Canon Pixma MP490 review

All in all, if money is tight, this is an excellent choice as a budget all-in-one printer.

Our Rating 

Page 1 of 2Canon Pixma MP490 review


Canon's large, showy all-in-ones have made quite a name for themselves over the past few years, but mainly in the £100-£200 price band. At the cheaper end, a few corners have had to be cut, particularly with LCD displays, but the cheap-as-chips Pixma MP490 still has a screen, and several other useful features, too.

Featuring a gently curved, light grey and black case, the machine is a little smaller than its predecessors and all the better for that. The flatbed scanner lid fits neatly alongside the cover for the control panel which, when folded up, shows the LCD display in its lid with a simple and very clear set of controls underneath.

There are buttons for black and colour copies, and a further four navigation buttons around a ring with an OK button in the centre. The ring isn't a click-wheel, as it is in the more expensive Pixma models, but a simple, four-way menu navigation button.

A flip-open cover below the control panel reveals three memory card slots, for SD, MemoryStick, xD and CompactFlash cards. It's rather odd these days to have a CompactFlash slot, as there are so few cameras that use one, but the technology is still quite prevalent in Canon's own range of cameras, which ensures it a place. It's a shame there's no PictBridge or USB socket, instead, though.

The front panel folds down to make an output tray and the feed tray slides up and folds back at the rear. This single paper path caters for both plain and photo paper, and there's no separate, under-slung paper cassette as there is on the machine's more expensive siblings. At the back, a single USB socket is the only data connection.

Another feature of its design the Pixma MP490 doesn't share with its stablemates is individual ink cartridges: it uses a single black and a tri-colour consumable, instead. These clip into the printhead, which is reached by hinging up the scanner section.
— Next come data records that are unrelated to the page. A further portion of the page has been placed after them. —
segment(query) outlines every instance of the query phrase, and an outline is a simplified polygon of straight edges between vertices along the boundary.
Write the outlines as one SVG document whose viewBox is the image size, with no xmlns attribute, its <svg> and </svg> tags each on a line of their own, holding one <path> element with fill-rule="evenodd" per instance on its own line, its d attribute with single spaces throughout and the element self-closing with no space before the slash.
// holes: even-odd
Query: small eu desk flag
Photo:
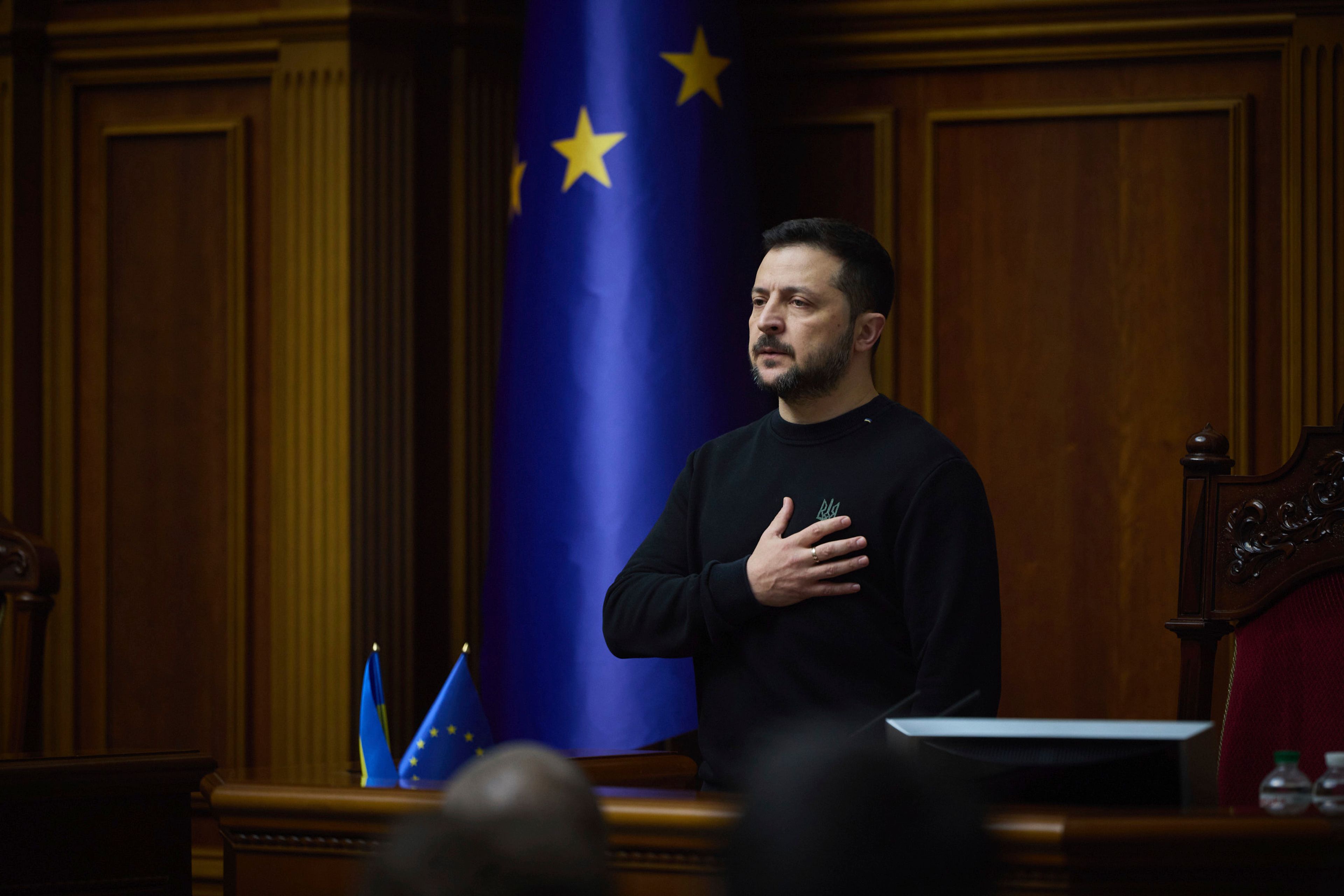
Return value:
<svg viewBox="0 0 1344 896">
<path fill-rule="evenodd" d="M 696 725 L 689 660 L 617 660 L 602 599 L 687 455 L 750 419 L 759 236 L 732 4 L 528 4 L 481 685 L 501 737 Z"/>
<path fill-rule="evenodd" d="M 387 708 L 383 705 L 383 673 L 378 666 L 378 645 L 364 664 L 364 690 L 359 697 L 359 783 L 366 787 L 395 787 L 396 763 L 387 748 Z"/>
<path fill-rule="evenodd" d="M 398 768 L 403 785 L 448 780 L 457 767 L 495 744 L 481 699 L 466 668 L 466 645 L 425 715 Z M 437 785 L 435 785 L 437 786 Z"/>
</svg>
As well as the driver, Canon provides the MP Navigator EX and Easy-PhotoPrint EX utilities, which cover most basic print, scan and copy needs, including OCR.

In our tests, the Pixma MP490 produced some respectable print times (see Print speed tests results, bottom right). We still saw our 10 page black text document complete in one minute 32 seconds, which is a very respectable 6.52ppm. The colour speed from our five-page text and graphics test was less impressive, at 1.86ppm.

Printing a single page copy from the flatbed scanner took 35 seconds, which is a very reasonable photocopy speed and 15cm x 10cm photo prints took one minute 30 seconds from our Mac and 56 seconds from an SD card. These photo speeds are fair, although they can be bettered by some of the machine's rivals.

Why you buy a printer is, of course, for its print quality and here, despite its low price, the Pixma MP490 excels. The results from our tests were excellent. Black text was clean and sharp, although very occasionally there was slight misalignment between one head pass and the next. Colour graphics were bright and gave good solid fills, and colour copies were better than from many rival all-in-ones, as the shades were unusually close to those of the original. Copy colours from low-cost all-in-ones are often a lot paler than in the pages from which they're copied.

Photo prints on any of Canon's recent photo papers were clean, well-detailed in light and dark areas of an image, and produced natural colours on both landscapes and portrait subjects. They really were some of the best quality images we'd seen from an inkjet printer costing less than £100.